Figure AIの上場はいつ?株は買えるか【2026年8月】

Figure AI は2026年8月時点で未上場であり、上場日は公表されていません。米SECのEDGARで会社名を検索しても、ヒューマノイドロボットの Figure AI 名義の S-1(上場申請書)は1件も見つかりません。直近の資金調達は2025年9月のシリーズCで、調達額10億ドル超・ポストマネー評価額390億ドル。手元資金が厚いため、市場では2027〜2028年以降の上場を見込む観測が多い状況です。

つまり、日本の個人投資家が証券口座から Figure AI の株を買うことは、現時点ではできません。この記事では、その根拠となる一次情報と、それでも関われる方法・避けるべき落とし穴を整理します。なお本記事は公開情報の整理であり、投資助言ではありません。投資判断はご自身の責任でお願いします。

Figure AI とは何の会社か

Figure AI は2022年に Brett Adcock 氏が創業した米カリフォルニア州サンノゼのスタートアップです。人型(ヒューマノイド)ロボットのハードウェアと、それを動かす自社開発のAIモデル「Helix」を垂直統合で作っている点が特徴で、倉庫・製造ラインから将来的な家庭内利用までを射程に入れています。ロボット単体の会社というより「汎用ロボット向けのAI基盤ごと自社で持つ会社」と捉えたほうが実態に近いです。

資金調達と評価額390億ドル

2024年2月のシリーズBは6億7,500万ドル調達・評価額26億ドルでした。そこから約18か月後の2025年9月16日に発表されたシリーズCでは、10億ドル超の資金を集めてポストマネー評価額390億ドルに到達しています。18か月で評価額が約15倍という、資金調達環境としてはかなり例外的な伸び方です。

ラウンドは Parkway Venture Capital がリードし、Brookfield Asset Management、NVIDIA、Macquarie Capital、Intel Capital、LG Technology Ventures、Salesforce、T-Mobile Ventures、Qualcomm Ventures などが参加しました。さらに Microsoft、OpenAI Startup Fund、Jeff Bezos 氏の Bezos Expeditions も名を連ねています。この出資者リストは、後述する「間接的に関わる方法」を考えるときの手がかりになります。

Figure 03 と自社工場 BotQ の量産

2025年10月9日、同社は最新機種「Figure 03」を発表しました。3グラムの力を検知する触覚センサー、視野角が約60%広がったビジョン系、2kWのワイヤレス充電、Figure 02比で約9%の軽量化などが公表されています。研究用の試作機ではなく、量産と実運用を前提に設計し直された世代です。

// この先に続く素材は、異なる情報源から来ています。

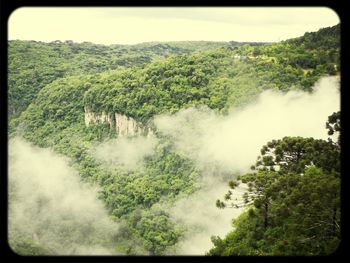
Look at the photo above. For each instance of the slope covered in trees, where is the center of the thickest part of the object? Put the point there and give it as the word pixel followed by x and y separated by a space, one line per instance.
pixel 50 92
pixel 292 211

量産は自社工場「BotQ」で行われ、初期ラインの能力は年間最大12,000体、4年で累計10万体という目標が掲げられています。2026年4月29日の公式発表では、生産ペースが1月時点の「1日1体」から「1時間に1体」へ、120日弱で24倍に改善したことが示されました。累計生産は350体超、ライン末端の一発良品率は80%超とされています。上場の話をする前に、まずこの製造の立ち上がり方を見ておくと判断材料が増えます。

上場はいつ? S-1の有無という一次事実で答える

「いつ上場するか」を予想記事で追いかけると、書き手ごとに答えが違って混乱します。米国株の場合、判断材料はもっと単純で、SECに S-1 が出ているかどうかを見れば足ります。S-1 が出ていない会社が数か月以内に上場することは、制度上ほぼありません。

SEC EDGAR で確認できること

SECの企業情報検索(EDGAR)で会社名「figure」を検索すると、ヒットするのは Figure Acquisition Corp. I(SPAC)と Figure Certificate Co の2社だけです。ヒューマノイドロボットの Figure AI 名義の登録も、S-1 の提出履歴も存在しません。2026年8月時点で筆者が確認した結果です。

米国には秘密裏に申請できる「機密提出(confidential submission)」の制度もありますが、その場合でもロードショー開始の一定期間前には公開されますし、企業側が「機密提出しました」とプレスを出すのが通例です。Figure AI はそのアナウンスも行っていません。したがって「上場日は未定」というのが、推測ではなく確認できる事実です。

2027〜2028年という観測はどこから来ているか

セカンダリー市場の情報を扱うプラットフォーム各社は、上場時期の見立てとして2027〜2028年を挙げることが多いです。理由は主に3つあります。第一に、仮に2026年中の上場なら次の四半期には S-1 が出ていなければ間に合わないこと。第二に、累計約19億ドルを調達済みで直近ラウンドも大型のため、当面は公開市場から資金を取る必要がないこと。第三に、Adcock 氏がインタビューで一貫して「まず売上」と述べており、量産と顧客数の拡大が先だと位置づけていることです。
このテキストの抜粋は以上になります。